Hand writing with quill

The first instance of ink being stored inside the pen came in 953 AD, when a pen with an ink reservoir was created for the Fatimid Caliph of Egypt. Several developments and just over 800 years later, an early version of the ballpoint pen was patented. Exactly 50 years later, in 1938, one of the Biro brothers filed for a patent on the ballpoint pen whose design is still in use today. The eponymous Biro company went on to such success that its name, like Hoover or Kleenex, lost its status as proper noun, instead becoming a generic term for ballpoints in many countries.

Along with advances such as the rollerball pen, the combination of ballpoint technology and modern manufacturing techniques has led to the overwhelming variety of pens available today. We can choose from tip sizes, grip styles, scents, and—yes—colors.

Assorted pens

For whatever apocryphal reason, from this glut of choices, writing teachers have traditionally chosen the red pen. This choice has created a remarkably violent metaphor for the marking up of student papers: they are bled on, or left bleeding.

The critique of red comes from many angles, including psychology and elementary education.

You associate red with blood, stop and danger. Teachers, realizing the immense problems they face with kids in education, find avoiding red helps them avoid one more negative in a child's life.

Lawrence Jones, M.A. Human Behavior

Perhaps in part prompted by this metaphor, U.S. writing scholars have spilt a considerable amount of ink themselves indirectly critiquing the red pen by critiquing comments on student writing, which—it is assumed—are written in red.1

For example, Semke's 1984 study of commenting's effects on student writing begins with the premise that "teacher[s] may...be frustrated because of the realization that the number of red marks on papers do not adequately reflect the quality of students' work.2 Such invariably negative references to the red pen abound throughout composition scholarship. Fassler describes the use of "a mysterious process," in which the instructor "arrives at a grade and jots some comments on the paper in red ink."3 Although their subject is not red pens, Bardine, Bardine, and Deegan call for more productive responses to student work with an essay titled "Beyond the Red Pen: Clarifying Our Role in the Response Process."4

It is important to note that the appearance of red pen studies and references coincides with the rise of expressivist and social constructivist critiques of writing pedagogy. The red pen has become a metonym for all that was wrong with current–traditional pedagogy. It is the metaphoric violence we do to our students when we teach them poorly and treat their writing as something to be crossed out and thoroughly corrected.

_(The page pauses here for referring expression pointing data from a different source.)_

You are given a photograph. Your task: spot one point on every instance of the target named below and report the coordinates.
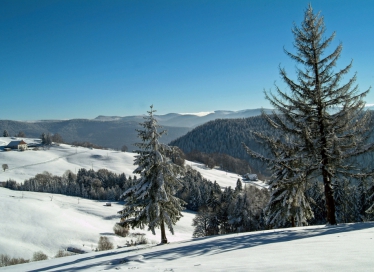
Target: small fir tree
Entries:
(151, 201)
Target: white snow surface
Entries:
(57, 159)
(200, 114)
(32, 221)
(346, 247)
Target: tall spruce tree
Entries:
(325, 117)
(151, 200)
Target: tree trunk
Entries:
(330, 203)
(164, 240)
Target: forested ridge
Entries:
(227, 135)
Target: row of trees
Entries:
(19, 134)
(98, 185)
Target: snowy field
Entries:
(346, 247)
(58, 159)
(32, 221)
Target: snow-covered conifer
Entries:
(325, 117)
(151, 201)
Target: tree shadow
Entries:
(212, 245)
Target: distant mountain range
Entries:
(188, 120)
(116, 131)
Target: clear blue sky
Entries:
(80, 59)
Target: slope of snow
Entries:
(32, 221)
(223, 178)
(58, 159)
(346, 247)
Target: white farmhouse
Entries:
(251, 177)
(20, 145)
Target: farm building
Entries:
(20, 145)
(251, 177)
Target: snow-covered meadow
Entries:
(47, 222)
(32, 221)
(346, 247)
(59, 158)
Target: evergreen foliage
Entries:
(152, 201)
(325, 119)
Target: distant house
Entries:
(251, 177)
(20, 145)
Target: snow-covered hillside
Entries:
(346, 247)
(58, 159)
(32, 221)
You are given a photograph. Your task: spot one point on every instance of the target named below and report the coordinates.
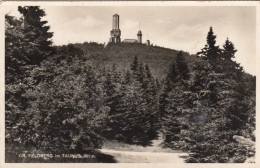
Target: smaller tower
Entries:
(115, 33)
(139, 36)
(148, 41)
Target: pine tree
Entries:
(36, 34)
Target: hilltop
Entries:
(122, 54)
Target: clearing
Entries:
(125, 153)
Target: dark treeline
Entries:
(58, 102)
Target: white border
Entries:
(5, 5)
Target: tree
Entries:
(211, 52)
(36, 34)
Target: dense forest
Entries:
(69, 99)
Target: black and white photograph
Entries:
(129, 84)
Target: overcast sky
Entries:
(182, 28)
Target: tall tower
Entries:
(115, 33)
(139, 36)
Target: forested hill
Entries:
(158, 58)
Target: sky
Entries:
(181, 28)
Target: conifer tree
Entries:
(211, 52)
(36, 34)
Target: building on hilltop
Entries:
(115, 33)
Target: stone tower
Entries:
(139, 36)
(115, 33)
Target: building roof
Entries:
(130, 41)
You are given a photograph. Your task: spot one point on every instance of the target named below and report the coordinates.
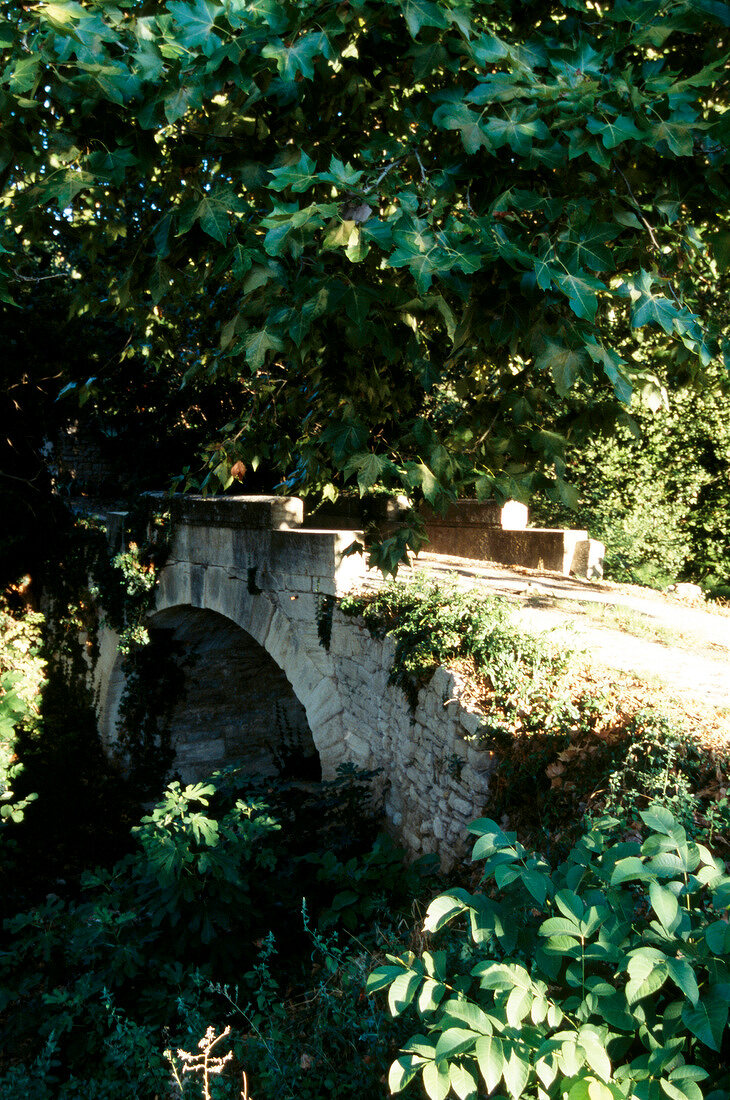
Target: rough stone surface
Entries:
(272, 667)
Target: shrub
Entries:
(606, 978)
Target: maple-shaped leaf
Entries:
(257, 343)
(460, 117)
(298, 177)
(563, 363)
(195, 22)
(369, 469)
(515, 132)
(615, 131)
(581, 292)
(648, 307)
(614, 369)
(678, 135)
(298, 58)
(587, 248)
(420, 13)
(342, 175)
(346, 437)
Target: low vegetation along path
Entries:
(679, 645)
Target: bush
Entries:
(606, 978)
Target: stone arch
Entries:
(212, 589)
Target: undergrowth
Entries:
(566, 752)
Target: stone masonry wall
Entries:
(273, 584)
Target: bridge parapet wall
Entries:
(272, 580)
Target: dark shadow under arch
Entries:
(235, 705)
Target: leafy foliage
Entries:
(21, 674)
(672, 464)
(400, 232)
(434, 625)
(93, 987)
(603, 978)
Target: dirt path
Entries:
(683, 647)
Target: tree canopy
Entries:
(405, 235)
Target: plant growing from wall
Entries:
(435, 624)
(605, 978)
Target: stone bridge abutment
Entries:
(247, 591)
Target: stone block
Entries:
(462, 514)
(460, 805)
(256, 513)
(588, 559)
(532, 548)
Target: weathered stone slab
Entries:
(510, 516)
(257, 513)
(532, 548)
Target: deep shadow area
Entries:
(235, 705)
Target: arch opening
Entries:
(235, 705)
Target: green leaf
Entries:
(581, 292)
(462, 1081)
(402, 991)
(682, 1090)
(297, 177)
(435, 1081)
(442, 910)
(519, 1003)
(195, 21)
(665, 905)
(460, 117)
(490, 1060)
(257, 344)
(402, 1070)
(431, 996)
(612, 365)
(718, 937)
(342, 175)
(683, 976)
(594, 1044)
(650, 308)
(648, 974)
(380, 977)
(615, 131)
(630, 869)
(516, 1073)
(214, 219)
(455, 1041)
(346, 437)
(423, 13)
(467, 1013)
(564, 365)
(707, 1020)
(537, 883)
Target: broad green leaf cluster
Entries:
(22, 673)
(605, 979)
(402, 230)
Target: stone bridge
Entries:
(278, 679)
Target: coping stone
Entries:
(256, 513)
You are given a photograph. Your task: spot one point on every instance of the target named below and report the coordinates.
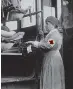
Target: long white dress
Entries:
(52, 72)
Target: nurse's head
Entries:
(51, 23)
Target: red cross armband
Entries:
(51, 42)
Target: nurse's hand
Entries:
(34, 43)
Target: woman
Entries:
(52, 72)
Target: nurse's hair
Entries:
(54, 21)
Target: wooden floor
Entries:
(20, 85)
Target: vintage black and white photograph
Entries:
(36, 44)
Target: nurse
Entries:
(52, 72)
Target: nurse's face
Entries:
(49, 26)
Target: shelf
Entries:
(11, 53)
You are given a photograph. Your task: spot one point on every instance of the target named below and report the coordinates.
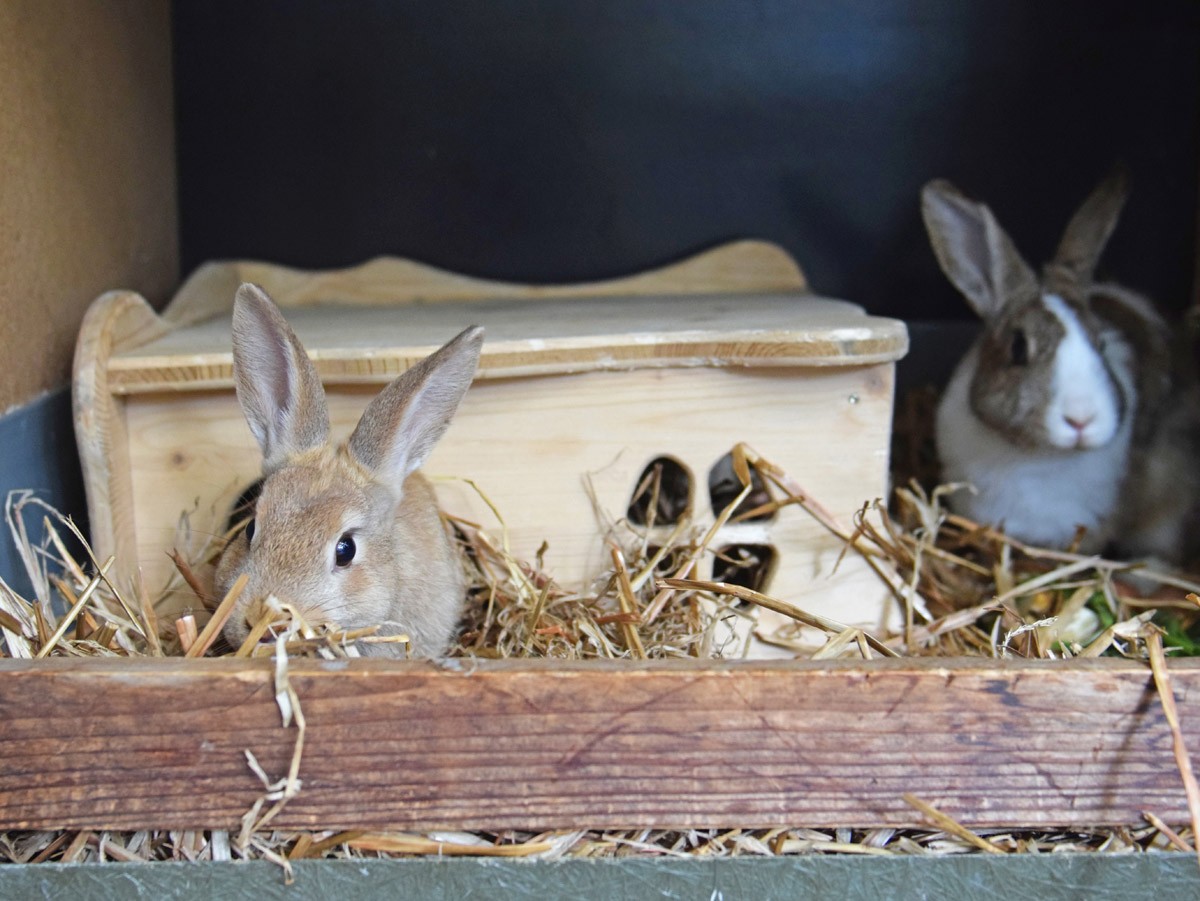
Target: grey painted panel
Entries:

  1. Scholars elsewhere seem much less concerned with the potential perils of the red pen. For example, in their description of a digital mark–up system, New Zealand researchers Beryl Plimmer and Paul Mason aim at "retaining the richness and ease of annotating the work with a red pen." [Plimmer, Beryl and Paul Mason. "A Pen-based Paperless Environment for Annotating and Marking Student Assignments." AUIC '06 Proceedings of the 7th Australasian User Interface Conference 50 (2006): 37-44.]
  2. Semke, Harriet D. "Effects of the Red Pen." Foreign Language Annals 17.3 (1984): 195-202.
  3. Fassler, Barbara. "The Red Pen Revisited: Teaching Composition Through Student Conferences." College English 40.2 (1978): 186-190.
  4. Bardine, Bryan A., Molly Schmitz Bardine, and Elizabeth f. Deegan. "Beyond the Red Pen: Clarifying Our Role in the Response Process." The English Journal 90.1 (2000): 94-101.